I hope considering forgiveness yesterday helped you to experience the Divine more clearly. Today I wanted to share something with you that has been on my heart recently: letting go. Letting go isn’t easy, but it is a necessary part of our spiritual journey.
In life, as we go along, we pick up a lot baggage. It begins when we are kids, figuring out how to live. Some grow self-conscious, some angry, some prideful, but in reality, we all pick up a little of all of this. Then we grow up and the world tells us a billion things that we can be or do, and soon we are full; full-scheduled, full of stuff, full of work, but never fulfilled.
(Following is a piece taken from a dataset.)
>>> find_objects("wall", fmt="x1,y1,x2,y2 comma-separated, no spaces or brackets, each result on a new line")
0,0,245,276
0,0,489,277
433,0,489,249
Certainly there are those who believe the rat race fills them, but you and I know better. We feel that deep longing that nothing in this world can fill.

That longing is for Reality of course, for what is really Real, and not this make-believe world that tells us if just have enough in the bank we will be okay. Saint Augustine once said something like, “Our hearts and restless until they find their rest in you O Lord.” Say what you will about the old saint, he was right about that.

And that is why you were looking for a daily devotion for Lent, because your heart is restless and is looking for God. So I offer this to you, let go. Let go of what doesn’t serve you in your search. Let go of the desire for stuff that doesn’t fulfill but fills up your time, energy, and space. Let go of your meetings, and television watching, and make space for growth and renewal.

I know you remember the story of the “Rich Young Ruler” as it is most often called. My favorite version is in Mark 10:17-27. The story goes that a wealthy man went up to Jesus and asked him what he could do to inherit eternal life. Jesus told him to follow the commandments. The fellow said he had done all of them since he was a youth. But even that didn’t fulfill him. He knew he was missing something.

So, Jesus told him (and Jesus loved him says Mark), “You’re only missing one last thing. Sell everything you have, give it to the poor, and follow me.” But the man couldn’t let go of his wealth. He turned and went away sad, and Jesus said that famous line, “How hard it is for the rich to enter the kingdom of God!… It is easier for a camel to go through the eye of a needle than it is for someone who is rich to enter the kingdom of God!”

Questions of wealth aside (although I think that would make for an interesting conversation), what Jesus is getting at here is that it is impossible for someone to experience God when they have other gods they hold onto dearly.

Some hold onto gods of wealth, some rage, some lust, some self-righteousness, but most of us hold onto a little of them all. We have to let go of all of them. Maybe you wonder how that is possible at all. Well don’t forget what Jesus said at the end of that story, “For people this is impossible, but not with God; all things are possible with God.”

It’s a little ironic I know. God is the only one who can help us let go of what keeps us from God. Long ago I heard about a pastor who prayed with his hands open. For years he did this and one day a teenager in the congregation asked him why. He said, “I used to pray with clenched fists, demanding justice, demanding what is right, but then one day I opened my hands and God took from me all that I was holding onto that made me self-righteous and angry. Now I keep them open for God to take what I shouldn’t have, and to receive whatever God has to give me.”

We have to let go so we can receive. I am learning to do this too. It isn’t easy. However, if you’d like to try I recommend praying with open hands, so that God will take whatever it is that is holding you back and fill you with wonder and beauty that you cannot imagine. If you figure it out, share it with me please, we are on this journey together after all.